Le 02 mai 2016, M. [P] [L] a été embauché par la SAM GENUINE PRODUCTS CORPORATION (GEPROCOR) selon un contrat à durée déterminée en qualité d’informaticien, statut agent de maîtrise, coefficient M11 de la convention collective nationale du commerce de gros non spécialisé.
Le 02 janvier 2017, M. [L] a été engagé en qualité d’informaticien analyse développement et maintenance générale selon un contrat à durée indéterminée.

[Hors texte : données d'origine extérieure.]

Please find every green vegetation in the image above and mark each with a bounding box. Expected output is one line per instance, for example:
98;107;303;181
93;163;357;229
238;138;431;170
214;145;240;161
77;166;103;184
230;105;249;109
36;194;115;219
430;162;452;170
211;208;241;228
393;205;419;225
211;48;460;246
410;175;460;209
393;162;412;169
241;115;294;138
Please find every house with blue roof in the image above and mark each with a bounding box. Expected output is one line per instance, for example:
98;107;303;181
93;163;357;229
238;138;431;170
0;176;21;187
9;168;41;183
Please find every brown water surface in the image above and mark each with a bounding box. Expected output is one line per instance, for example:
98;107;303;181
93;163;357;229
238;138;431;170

Le 02 février 2018, l’anti-virus SEPM détectait l’introduction d’un Keylogger (logiciel enregistreur de frappes) dans le réseau informatique de l’entreprise via une clef USB. L’administrateur des systèmes des réseaux et le responsable de la sécurité du système d’information du Groupe ont identifié M. [L] comme étant à l’origine de l’introduction du Keylogger.
Par courrier du 26 février 2018, la société a notifié à M. [L] sa mise à pied à titre conservatoire avec maintien de sa rémunération et l’a convoqué à un entretien préalable au licenciement fixé au 13 mars 2018.

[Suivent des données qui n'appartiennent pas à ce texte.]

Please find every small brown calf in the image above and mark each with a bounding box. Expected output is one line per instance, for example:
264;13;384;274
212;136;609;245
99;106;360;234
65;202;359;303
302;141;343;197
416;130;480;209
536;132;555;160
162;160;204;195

Par courrier du 19 mars 2018, M. [L] a été licencié pour cause réelle et sérieuse avec dispense de préavis.
Le 02 octobre 2018, M. [L] a saisi le conseil de prud’hommes de Saint-Nazaire aux fins de contester son licenciement pour cause réelle et sérieuse et obtenir le paiement de dommages et intérêts pour licenciement vexatoire.
La cour est saisie de l’appel régulièrement interjeté par la SAM GENUINE PRODUCTS CORPORATION le 30 juillet 2020 contre le jugement de départage du 06 juillet 2020, par lequel le Conseil de prud’hommes de Saint Nazaire a :
‘ Dit que le licenciement de M. [L] est sans cause réelle et sérieuse,
‘ Condamné la SAM GENUINE PRODUCTS CORPORATION à payer à M. [L] la somme de 5.000 € à titre de dommages et intérêts pour licenciement sans cause réelle et sérieuse avec intérêts à compter du jugement,
‘ Débouté M. [L] du surplus de ses demandes de dommages et intérêts,
‘ Ordonné la capitalisation des intérêts année par année,
‘ Condamné la SAM GENUINE PRODUCTS CORPORATION à payer à M. [L] la somme de 950 € en application de l’article 700 du code de procédure civile,
‘ Ordonné à la SAM GENUINE PRODUCTS CORPORATION de rembourser à Pôle emploi les allocations chômage perçues par M. [L] dans la limite d’un mois,
‘ Dit n’y avoir lieu à exécution provisoire,
‘ Condamné la SAM GENUINE PRODUCTS CORPORATION aux dépens.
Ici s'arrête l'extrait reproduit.